The way both sexes find partners on dating app Tinder conforms to classical evolutionary psychology, a study has found.
Tinder is a dating app which presents users with a stream of potential partners – providing short biographies and a selection of pictures.
Users can swipe these pictures left to say 'no' to someone and swipe right to say 'yes' – if two people say 'yes' to each other, they're considered to have matched and are able to talk and arrange a date.
Men are typically driven to swipe right on better looking partners, while women focus on intelligence and stability, the findings suggest, in accordance with the main theories of mate selection in evolutionary psychology.
While critics of online dating have claimed it is damaging relationships, making them more fragmentary and short-term, researchers say that the "McDonaldisation" of dating is actually more true to humanity's basic instincts.
Dr Mirjam Brady-Van den Bos, from the University of Aberdeen's School of Psychology, said: "Our research demonstrates that we haven't really changed in all those millennia of evolution.
"Tinder is seen as a sophisticated but artificial way of meeting prospective partners.

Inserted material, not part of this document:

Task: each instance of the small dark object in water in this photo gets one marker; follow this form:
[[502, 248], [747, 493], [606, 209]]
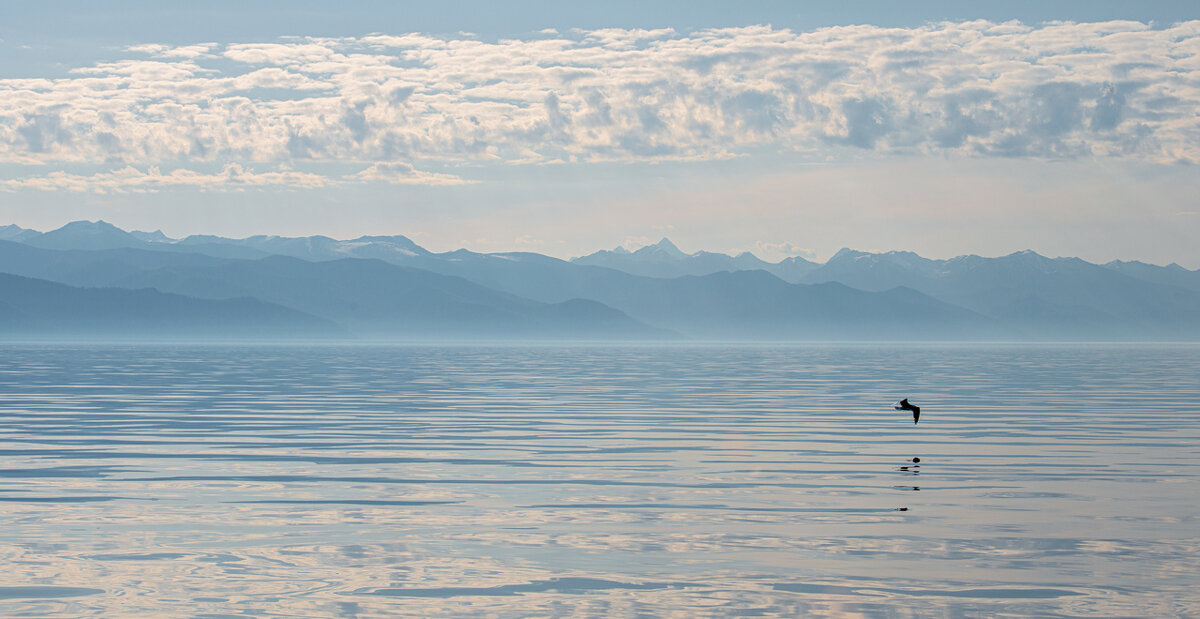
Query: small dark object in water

"What we've shown though is that the way people search for potential dates is in line with what evolutionary theories on human mating choices would predict."
The team of psychologists recruited participants between the ages of 20 and 26 in north-east Scotland.
Their research highlighted key differences in the way that men and women used the app.
"Accepting that this 'McDonaldisation' of romantic partners mirrors real life is hard – but it does," said Dr Brady-Van den Bos. "People are reverting to human nature much more than they realise."
The research will be presented at the Economic and Social Research Council's Festival of Social Science next month.